The upcoming midterms, come what may, aren’t going to answer much of anything.

Conservatives and liberals, one year from now, will likely not be any happier than they are today. For the former, burgeoned by the tea party movement and a sluggish economy, disappointment is a given—even if Republicans take both chambers of Congress. The Affordable Care Act will not be repealed by Congress (the courts are a different matter), and any prolonged attempts to do so will only ensure both a second term for President Obama and, perhaps, a return to a Democrat-controlled Congress (having the president on the ticket will help, but there will be significantly more Democrats up for reelection than Republicans). The deficit and the national debt will be attacked with kid gloves, at best, since no one the Right is willing to consider cuts to defense spending and entitlements (you can’t balance the budget by eliminating the National Endowment for the Arts or the Department of Education).

For liberals, Obama has not proven himself to be a leader of a movement. The New Yorker’s George Packer wrote:

F.D.R. had the labor movement; L.B.J. had the civil-rights movement. Obama had Obama for America. His campaign was based on the man more than any set of ideas or clear vision of the future. Everyone knew what Reaganism stood for. No one knows what Obamaism means, which has allowed his enemies to fill in the blank.

The stimulus package contained a slew of liberal blessings that, if parceled out over the length of Obama’s first term in office, might afford him some long-term credibility. But that piece of legislation is fast receding in the rear-view mirror.

So, come what may, both parties and their constituents are going to be disappointed to some degree. Without going down the misleading “we’re more polarized, politically, than we ever have been” road, it’s safe to say that the of-the-moment political polarization is enough to cause serious gridlock—legislative, political, discursive—during a time when we need anything but.

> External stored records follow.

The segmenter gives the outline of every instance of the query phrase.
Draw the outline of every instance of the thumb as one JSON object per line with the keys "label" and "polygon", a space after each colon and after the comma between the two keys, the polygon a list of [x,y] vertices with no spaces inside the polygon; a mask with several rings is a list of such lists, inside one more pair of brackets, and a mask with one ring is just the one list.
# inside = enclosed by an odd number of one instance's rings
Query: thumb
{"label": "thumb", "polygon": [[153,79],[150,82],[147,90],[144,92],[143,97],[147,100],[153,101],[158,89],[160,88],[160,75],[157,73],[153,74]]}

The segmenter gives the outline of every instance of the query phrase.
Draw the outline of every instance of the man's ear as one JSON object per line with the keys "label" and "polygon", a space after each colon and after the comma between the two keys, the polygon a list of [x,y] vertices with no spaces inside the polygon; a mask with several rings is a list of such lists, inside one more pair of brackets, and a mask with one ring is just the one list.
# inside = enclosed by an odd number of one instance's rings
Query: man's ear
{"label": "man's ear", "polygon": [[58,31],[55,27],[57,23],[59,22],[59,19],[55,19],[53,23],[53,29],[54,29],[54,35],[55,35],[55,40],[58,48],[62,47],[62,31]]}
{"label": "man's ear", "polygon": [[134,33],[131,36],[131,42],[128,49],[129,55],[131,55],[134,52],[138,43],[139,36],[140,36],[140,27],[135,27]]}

Republicans still struggle to put together anything resembling a coherent strategy for the country. Wave elections on the backs of tea party rallies get you in the door, but they don’t presuppose intellectual and political honesty.

For the President and liberals in general, one or two Republican-controlled chambers of congress could very well aid them in explaining to the public just what it is they’ve accomplished: a modest but, nonetheless, historic health care bill; a stabilized, if not robust, economy; the nomination of two women, one of whom is Hispanic, to the Supreme Court; and the Lily Ledbetter Pay Equity Act. That list isn’t as fat as many, including me, would have hoped for two years ago, but it’s not inconsiderable.

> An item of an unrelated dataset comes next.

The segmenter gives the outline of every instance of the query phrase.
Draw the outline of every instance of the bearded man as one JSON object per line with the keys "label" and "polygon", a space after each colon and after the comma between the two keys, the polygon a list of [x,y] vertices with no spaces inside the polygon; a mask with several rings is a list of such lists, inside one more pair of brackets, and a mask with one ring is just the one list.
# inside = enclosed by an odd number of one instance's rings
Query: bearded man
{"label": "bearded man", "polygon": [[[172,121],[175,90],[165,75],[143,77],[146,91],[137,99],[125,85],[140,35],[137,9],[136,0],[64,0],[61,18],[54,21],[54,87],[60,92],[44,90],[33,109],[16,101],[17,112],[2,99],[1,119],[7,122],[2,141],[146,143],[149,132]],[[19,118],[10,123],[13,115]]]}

The President would benefit from a robust and serious opposition in control of at least one chamber of Congress, but so far all signs point to a bevy of Joe Wilson and Michelle Bachmann equivalents flooding the House, who will in tern either be whipped into the Republican rank and file or shuttered into irrelevance by dint of their pyrrhic politics.

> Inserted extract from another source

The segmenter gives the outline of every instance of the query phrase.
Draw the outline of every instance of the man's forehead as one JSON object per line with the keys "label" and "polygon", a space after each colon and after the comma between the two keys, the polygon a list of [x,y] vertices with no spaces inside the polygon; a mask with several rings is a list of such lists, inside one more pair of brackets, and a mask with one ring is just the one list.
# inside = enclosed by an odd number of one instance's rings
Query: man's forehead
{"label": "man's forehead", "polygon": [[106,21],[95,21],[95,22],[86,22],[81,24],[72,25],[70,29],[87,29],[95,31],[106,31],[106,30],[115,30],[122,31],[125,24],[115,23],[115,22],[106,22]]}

All signs point to disappointment, frustration and another hard two years of never-ending politicking and campaigning. My tentative prediction is that, through this inevitable mess, the President will quietly lock up a second term the easy way—going up against Sarah Palin or a rough equivalent. As of now, the Republican Party is incapable of moving past blind ideological litmus tests for its candidates. You can see the simmering, spittle-flecked anger on television, on the radio, at the rallies and on the Internet. But once the levers of power are in their grasp, there is little evidence they will anything of substance.

Through all the static of polls and punditry in the run up to the midterms, two things have not changed: the public has a significantly higher opinion of the President (and, to a lesser extent, congressional Democrats) = than it does of Congressional Republicans. Two years of majority status aren’t going to change that.